Online class: Introduction to Biowulf

Hands-On: Submit a simple batch job

In the previous Data Storage hands-on section, you should have copied the class scripts to your /data area. If you skipped or missed that section, type

hpc-classes biowulf
now. This command will copy the scripts and input files used in this online class to your /data area, and will take about 5 minutes.

In the following session, you will submit a batch job for Plink, a whole-genome association analysis program. If you're not familiar with whole genome analysis or Plink, don't worry -- this is just an example. The basic principles of job submission are not specific for Plink.

cd /data/$USER/hpc-classes/biowulf/plink

# look at the batch script -- these are the same commands you would type on a command line
#  (use Ctrl-C to end the 'more' process)
more plink.bat

# submit the job
sbatch plink.bat

# check if it's in the queue
squeue -u $USER

# try the 'sjobs' command to see the status of your job
sjobs

Quiz

What is the job number (aka jobid) for this Plink job?

Answer

This would have printed to your screen by the 'sbatch' command you ran. (If you contact the HPC staff about a job problem, it's very helpful if you can include the job number.)

Which node is your job running on?

Answer

'sjobs' will show you this info. But you generally don't need to know which node your jobs run on. This is the power of the batch system; once you submit your job, the batch system will find the appropriate resources and start/end your job without you needing to know which nodes are available or which node your job ran on.

Where is the output file?

Answer

The output file is called slurm-#####.out, where ##### is the job number.

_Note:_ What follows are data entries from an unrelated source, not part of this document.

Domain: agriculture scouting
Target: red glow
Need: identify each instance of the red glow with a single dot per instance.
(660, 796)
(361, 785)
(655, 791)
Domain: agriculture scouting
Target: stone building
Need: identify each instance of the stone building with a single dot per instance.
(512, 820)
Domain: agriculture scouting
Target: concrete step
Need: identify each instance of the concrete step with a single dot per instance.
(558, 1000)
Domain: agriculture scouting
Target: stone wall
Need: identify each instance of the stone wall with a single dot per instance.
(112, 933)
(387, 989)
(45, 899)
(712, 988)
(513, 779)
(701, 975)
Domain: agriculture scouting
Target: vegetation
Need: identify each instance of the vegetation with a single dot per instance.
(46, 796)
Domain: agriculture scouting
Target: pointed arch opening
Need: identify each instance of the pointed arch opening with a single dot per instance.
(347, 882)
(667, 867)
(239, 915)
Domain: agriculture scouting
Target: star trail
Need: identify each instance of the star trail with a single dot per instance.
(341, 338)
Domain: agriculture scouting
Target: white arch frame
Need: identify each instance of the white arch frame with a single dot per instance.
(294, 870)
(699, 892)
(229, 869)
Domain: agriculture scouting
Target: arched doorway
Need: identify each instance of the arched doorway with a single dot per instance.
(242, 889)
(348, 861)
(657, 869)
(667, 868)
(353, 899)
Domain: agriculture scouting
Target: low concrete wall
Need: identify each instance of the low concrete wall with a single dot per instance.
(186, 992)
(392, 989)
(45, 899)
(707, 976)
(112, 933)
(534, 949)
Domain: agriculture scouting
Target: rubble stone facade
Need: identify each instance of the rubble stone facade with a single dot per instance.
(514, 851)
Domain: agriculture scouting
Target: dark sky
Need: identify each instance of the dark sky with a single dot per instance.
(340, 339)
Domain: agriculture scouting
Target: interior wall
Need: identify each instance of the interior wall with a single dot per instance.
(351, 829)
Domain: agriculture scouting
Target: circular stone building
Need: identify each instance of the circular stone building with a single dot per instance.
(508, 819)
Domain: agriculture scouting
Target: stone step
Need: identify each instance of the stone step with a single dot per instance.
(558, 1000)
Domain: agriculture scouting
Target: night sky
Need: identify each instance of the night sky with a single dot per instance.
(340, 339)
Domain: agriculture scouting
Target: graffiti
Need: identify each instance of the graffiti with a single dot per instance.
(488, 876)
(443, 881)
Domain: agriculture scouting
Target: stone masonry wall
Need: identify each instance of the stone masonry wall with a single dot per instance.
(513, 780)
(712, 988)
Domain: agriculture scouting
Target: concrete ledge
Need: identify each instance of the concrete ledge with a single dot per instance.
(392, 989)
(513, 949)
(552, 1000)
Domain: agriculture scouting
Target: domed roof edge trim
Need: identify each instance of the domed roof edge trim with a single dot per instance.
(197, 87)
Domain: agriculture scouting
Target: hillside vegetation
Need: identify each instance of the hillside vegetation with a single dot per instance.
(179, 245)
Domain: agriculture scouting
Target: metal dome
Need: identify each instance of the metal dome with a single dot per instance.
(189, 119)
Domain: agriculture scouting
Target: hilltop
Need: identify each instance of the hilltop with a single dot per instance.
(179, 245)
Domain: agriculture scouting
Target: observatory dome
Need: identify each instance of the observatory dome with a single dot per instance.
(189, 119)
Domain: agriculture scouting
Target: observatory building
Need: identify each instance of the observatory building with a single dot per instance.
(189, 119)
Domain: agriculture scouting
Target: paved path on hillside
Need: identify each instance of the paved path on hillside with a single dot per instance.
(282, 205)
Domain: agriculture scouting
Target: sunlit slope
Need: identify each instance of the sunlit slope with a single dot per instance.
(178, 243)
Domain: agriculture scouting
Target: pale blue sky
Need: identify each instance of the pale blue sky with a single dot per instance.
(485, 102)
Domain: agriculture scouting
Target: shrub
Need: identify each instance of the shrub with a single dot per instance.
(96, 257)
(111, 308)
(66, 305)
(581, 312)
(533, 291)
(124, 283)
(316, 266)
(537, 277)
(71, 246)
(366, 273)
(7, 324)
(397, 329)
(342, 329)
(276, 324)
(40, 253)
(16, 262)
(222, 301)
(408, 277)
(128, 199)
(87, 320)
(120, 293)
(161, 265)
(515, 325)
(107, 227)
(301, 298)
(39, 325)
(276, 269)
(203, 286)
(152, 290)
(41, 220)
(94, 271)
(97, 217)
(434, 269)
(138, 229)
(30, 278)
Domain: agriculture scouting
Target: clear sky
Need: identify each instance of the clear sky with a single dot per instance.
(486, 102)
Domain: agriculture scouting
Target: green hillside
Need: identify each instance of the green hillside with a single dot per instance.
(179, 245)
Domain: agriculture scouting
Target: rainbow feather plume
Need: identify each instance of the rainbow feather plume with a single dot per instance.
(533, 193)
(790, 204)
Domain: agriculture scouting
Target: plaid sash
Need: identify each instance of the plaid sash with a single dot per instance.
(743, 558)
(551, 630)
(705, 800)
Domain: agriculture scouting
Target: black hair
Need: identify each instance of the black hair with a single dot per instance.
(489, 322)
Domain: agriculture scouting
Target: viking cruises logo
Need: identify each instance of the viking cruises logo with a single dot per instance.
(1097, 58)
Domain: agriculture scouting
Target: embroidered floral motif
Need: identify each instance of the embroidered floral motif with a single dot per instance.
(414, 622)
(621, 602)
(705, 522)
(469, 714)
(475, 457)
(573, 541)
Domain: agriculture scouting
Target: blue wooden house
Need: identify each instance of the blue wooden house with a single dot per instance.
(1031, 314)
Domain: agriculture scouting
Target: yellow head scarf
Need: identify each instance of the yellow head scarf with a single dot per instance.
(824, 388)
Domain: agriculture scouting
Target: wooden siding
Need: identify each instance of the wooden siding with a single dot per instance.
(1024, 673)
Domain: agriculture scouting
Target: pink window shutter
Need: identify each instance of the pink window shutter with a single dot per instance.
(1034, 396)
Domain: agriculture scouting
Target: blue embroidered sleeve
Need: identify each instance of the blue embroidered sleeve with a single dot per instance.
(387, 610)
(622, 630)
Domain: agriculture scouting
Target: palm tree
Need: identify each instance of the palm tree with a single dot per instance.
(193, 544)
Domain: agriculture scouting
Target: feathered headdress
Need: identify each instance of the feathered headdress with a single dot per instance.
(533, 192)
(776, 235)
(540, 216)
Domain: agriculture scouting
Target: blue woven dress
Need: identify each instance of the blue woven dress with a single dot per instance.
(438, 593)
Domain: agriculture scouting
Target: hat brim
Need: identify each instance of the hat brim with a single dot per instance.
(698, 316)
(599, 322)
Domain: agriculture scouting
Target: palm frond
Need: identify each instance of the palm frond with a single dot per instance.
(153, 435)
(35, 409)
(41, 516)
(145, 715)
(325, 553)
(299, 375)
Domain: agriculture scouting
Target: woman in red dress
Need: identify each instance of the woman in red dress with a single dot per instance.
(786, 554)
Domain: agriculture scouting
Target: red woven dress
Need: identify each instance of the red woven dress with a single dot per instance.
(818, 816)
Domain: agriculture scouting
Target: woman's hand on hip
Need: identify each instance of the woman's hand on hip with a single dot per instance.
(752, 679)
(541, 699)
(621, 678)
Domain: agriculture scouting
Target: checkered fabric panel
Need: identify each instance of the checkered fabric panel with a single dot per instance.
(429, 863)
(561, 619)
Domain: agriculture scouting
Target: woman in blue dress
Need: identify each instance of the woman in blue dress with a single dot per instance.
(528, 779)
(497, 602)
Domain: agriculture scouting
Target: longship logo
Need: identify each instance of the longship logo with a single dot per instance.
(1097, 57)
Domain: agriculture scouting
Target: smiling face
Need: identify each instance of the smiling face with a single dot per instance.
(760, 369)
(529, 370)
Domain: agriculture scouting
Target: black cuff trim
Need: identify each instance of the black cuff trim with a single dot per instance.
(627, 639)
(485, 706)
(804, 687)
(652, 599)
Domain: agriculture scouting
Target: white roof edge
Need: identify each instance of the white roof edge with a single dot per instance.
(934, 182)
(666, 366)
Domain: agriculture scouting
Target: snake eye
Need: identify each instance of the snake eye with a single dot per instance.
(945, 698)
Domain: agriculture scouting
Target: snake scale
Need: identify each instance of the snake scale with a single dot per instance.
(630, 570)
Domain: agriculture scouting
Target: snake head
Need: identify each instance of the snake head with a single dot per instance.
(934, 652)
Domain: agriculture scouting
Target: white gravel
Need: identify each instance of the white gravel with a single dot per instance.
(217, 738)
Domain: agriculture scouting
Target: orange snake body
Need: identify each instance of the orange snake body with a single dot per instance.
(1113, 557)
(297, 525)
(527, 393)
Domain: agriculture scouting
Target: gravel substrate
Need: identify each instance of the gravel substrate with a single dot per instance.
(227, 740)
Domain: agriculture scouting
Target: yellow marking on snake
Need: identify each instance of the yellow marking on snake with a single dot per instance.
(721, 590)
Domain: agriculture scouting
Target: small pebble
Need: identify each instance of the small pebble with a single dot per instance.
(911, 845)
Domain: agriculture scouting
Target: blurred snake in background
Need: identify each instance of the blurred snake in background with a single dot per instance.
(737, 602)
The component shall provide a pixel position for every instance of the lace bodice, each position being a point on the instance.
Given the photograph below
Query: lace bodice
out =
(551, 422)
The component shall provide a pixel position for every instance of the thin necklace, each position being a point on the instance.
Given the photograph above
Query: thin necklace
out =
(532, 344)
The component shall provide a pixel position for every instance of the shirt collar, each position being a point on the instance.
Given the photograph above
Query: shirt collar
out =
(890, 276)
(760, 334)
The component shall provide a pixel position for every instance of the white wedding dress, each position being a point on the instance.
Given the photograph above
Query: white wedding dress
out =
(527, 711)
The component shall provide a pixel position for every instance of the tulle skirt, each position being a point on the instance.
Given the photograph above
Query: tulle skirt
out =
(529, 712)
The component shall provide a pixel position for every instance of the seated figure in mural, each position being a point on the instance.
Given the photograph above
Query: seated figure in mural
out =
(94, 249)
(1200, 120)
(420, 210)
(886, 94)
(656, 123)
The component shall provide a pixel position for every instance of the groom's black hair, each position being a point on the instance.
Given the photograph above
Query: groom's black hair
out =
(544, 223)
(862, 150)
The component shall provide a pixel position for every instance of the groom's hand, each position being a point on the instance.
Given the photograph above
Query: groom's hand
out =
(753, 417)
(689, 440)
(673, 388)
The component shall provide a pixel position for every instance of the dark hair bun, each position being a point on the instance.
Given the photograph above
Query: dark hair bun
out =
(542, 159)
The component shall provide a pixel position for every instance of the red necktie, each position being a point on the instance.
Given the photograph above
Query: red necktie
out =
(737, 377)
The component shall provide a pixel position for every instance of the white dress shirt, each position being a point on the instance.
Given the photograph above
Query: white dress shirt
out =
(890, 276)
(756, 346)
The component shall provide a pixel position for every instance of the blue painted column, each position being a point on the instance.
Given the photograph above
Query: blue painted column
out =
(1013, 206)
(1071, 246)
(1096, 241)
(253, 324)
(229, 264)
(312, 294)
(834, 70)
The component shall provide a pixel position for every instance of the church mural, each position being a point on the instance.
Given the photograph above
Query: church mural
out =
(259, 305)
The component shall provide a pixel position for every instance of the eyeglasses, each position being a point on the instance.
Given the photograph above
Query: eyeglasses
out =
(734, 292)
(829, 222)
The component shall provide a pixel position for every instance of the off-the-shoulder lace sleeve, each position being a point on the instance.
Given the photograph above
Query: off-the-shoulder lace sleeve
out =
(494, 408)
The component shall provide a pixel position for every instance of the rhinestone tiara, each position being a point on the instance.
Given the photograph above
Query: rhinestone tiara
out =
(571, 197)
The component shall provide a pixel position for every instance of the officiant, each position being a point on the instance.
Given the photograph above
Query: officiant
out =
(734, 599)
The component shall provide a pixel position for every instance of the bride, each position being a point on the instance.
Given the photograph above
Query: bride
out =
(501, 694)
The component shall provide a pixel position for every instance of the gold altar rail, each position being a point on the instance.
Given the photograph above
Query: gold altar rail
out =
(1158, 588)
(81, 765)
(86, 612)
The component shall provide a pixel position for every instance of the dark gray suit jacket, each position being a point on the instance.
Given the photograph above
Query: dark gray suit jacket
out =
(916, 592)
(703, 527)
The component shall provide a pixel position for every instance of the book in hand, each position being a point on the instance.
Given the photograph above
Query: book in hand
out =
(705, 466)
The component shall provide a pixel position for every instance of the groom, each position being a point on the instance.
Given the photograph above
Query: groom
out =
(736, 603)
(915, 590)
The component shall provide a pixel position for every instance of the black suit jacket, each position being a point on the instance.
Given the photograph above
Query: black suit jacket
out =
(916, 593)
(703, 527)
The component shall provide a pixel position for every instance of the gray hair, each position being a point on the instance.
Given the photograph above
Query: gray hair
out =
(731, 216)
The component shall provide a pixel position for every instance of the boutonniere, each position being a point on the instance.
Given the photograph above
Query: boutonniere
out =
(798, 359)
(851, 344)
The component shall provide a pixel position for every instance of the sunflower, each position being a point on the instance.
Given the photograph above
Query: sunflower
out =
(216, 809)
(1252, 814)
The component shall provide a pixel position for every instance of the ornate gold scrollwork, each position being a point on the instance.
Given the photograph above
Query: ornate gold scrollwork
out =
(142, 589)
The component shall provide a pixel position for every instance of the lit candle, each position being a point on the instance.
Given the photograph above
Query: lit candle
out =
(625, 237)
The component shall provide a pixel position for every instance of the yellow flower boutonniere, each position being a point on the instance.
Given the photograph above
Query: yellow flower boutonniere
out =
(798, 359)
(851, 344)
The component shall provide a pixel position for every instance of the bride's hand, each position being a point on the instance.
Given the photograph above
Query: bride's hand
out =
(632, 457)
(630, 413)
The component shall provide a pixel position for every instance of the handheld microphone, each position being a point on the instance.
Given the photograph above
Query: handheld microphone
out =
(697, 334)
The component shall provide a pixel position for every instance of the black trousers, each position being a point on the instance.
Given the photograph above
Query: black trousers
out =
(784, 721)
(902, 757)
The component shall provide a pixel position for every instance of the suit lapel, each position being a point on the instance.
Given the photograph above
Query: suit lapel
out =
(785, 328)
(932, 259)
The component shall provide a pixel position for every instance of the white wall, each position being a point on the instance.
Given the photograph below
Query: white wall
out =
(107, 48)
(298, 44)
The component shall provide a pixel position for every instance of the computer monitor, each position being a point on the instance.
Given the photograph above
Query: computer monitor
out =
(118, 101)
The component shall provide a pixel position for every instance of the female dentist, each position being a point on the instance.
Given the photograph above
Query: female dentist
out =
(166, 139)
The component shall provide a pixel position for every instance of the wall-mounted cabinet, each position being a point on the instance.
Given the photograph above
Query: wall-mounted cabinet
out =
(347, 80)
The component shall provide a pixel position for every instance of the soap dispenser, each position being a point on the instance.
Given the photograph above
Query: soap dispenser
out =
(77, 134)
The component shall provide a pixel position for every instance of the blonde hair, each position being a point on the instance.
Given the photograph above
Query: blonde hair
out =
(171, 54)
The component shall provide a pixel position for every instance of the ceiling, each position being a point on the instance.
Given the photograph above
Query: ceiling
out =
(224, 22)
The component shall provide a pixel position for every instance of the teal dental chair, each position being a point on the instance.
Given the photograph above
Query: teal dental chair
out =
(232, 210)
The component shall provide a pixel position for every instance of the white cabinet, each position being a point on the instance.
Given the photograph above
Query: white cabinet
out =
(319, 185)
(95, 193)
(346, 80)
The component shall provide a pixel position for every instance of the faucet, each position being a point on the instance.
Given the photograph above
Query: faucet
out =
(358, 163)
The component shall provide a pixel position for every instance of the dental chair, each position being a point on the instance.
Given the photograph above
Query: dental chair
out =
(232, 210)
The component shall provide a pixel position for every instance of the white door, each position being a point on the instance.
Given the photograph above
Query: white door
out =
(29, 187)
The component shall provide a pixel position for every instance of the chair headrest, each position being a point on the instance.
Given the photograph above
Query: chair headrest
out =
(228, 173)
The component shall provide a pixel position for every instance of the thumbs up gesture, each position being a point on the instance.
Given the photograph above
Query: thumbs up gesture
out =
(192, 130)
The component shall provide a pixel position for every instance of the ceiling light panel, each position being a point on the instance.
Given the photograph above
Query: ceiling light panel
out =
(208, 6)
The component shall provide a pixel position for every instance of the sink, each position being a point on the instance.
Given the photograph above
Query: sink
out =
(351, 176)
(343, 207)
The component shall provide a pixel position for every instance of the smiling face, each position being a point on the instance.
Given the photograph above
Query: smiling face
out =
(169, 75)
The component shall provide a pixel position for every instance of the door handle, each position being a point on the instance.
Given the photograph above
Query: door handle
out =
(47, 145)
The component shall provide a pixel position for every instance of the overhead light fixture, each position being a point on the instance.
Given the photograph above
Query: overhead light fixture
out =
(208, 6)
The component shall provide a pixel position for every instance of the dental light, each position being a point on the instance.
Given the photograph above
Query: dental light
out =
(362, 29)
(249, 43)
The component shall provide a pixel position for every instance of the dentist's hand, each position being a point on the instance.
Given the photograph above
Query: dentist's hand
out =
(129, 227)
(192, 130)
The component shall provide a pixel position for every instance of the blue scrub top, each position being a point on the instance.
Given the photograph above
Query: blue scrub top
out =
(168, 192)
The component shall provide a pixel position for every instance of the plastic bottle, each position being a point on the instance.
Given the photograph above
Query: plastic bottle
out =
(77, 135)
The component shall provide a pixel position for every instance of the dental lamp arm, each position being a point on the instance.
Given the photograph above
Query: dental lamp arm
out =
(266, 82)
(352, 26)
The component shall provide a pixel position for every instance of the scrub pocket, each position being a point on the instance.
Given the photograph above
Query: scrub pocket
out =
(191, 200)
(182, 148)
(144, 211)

It will be in the same directory from which you submitted the job.

How many cores/CPUs were allocated? How much memory?

Answer

You did not specify any cores or CPUs or memory in the sbatch command, so the batch system would allocate the default of 1 core = 2 CPUs, and 4 GB of memory.

How many cores/CPUs were used?

Answer

Plink is a single-threaded program, therefore it would use only a single CPU. One of the 2 allocated CPUs would have been idle.

In most cases, the Biowulf application webpages will indicate whether an application is single-threaded or multi-threaded. You may also need to read the documentation for the application, as some applications like R have a mix of single-threaded and multi-threaded packages.